BSG Season 3
Battlestar Galactica is the best damn drama series on television. There. I’ve said it.
The third season premiere is a perfect allegory of contemporary issues, charged with deceit that will enrage you, suspense that will grip you, and duplicity that will shock you. Ron Moore hooked his talons into me, damn him, closing this two-hour premiere with such an unfair ending. We got everything from deceit, the ethics of suicide bombing, revolutionary complacency, the human police corps deluding themselves into fulfilling a duty of betrayal, a fat and soft Apollo, the desperate measures of trust, the most unfair motherhood imaginable, and just too much really.
I’m stunned. Stunned that television can be this smart and ballsy. Really, this thing is the real deal.

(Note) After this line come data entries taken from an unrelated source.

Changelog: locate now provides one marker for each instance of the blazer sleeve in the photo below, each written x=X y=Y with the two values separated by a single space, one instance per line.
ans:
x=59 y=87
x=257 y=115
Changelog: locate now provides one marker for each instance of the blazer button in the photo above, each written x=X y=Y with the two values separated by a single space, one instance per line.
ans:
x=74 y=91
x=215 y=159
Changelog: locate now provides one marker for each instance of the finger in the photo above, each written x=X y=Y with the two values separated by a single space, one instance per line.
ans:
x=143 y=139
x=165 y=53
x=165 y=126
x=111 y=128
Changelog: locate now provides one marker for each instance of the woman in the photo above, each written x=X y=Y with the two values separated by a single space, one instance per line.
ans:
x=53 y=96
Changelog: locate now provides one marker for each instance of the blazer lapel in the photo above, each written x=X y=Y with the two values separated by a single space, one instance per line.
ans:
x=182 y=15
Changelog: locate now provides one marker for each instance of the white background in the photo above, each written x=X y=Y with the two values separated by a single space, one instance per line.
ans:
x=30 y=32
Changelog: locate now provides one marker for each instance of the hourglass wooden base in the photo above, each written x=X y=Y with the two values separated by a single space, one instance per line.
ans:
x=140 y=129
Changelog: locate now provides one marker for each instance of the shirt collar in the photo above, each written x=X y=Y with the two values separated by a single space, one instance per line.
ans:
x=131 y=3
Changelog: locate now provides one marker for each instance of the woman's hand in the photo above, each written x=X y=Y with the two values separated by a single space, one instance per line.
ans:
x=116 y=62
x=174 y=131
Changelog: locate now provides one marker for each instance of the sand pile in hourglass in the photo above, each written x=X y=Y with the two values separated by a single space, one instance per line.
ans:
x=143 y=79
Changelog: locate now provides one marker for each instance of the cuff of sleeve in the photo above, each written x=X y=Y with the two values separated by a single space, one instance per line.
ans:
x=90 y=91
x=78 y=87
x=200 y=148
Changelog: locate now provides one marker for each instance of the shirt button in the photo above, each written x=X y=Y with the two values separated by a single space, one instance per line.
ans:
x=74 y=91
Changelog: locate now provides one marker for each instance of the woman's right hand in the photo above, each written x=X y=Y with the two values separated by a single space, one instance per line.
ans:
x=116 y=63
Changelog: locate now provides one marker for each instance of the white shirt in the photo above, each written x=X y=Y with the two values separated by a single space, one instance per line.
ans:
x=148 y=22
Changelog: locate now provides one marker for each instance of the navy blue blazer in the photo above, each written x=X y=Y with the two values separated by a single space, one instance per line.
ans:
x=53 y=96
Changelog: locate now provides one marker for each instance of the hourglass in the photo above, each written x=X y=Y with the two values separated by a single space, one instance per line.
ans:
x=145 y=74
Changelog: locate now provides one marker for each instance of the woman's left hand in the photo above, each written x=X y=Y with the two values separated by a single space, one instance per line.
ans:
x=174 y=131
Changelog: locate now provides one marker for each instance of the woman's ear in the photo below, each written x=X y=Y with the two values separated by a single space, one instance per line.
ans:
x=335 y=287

[UPDATE: I really shouldn't be blogging right now, but it seems that various people are really taking the season premiere to heart, claiming BSG to be anti-Iraq propaganda. But is BSG more Vichy France? Or is it pure invention culled from multiple historical and political scenarios? I'm wondering if BSG's punch in a relatively gormless television environment is what's making some of these folks uncomfortable. When a television series comes along presenting a full-blown history, ripe with uneasy streaks of gray and no easy ways out, this must be a shock for anyone prepared to settle for less.]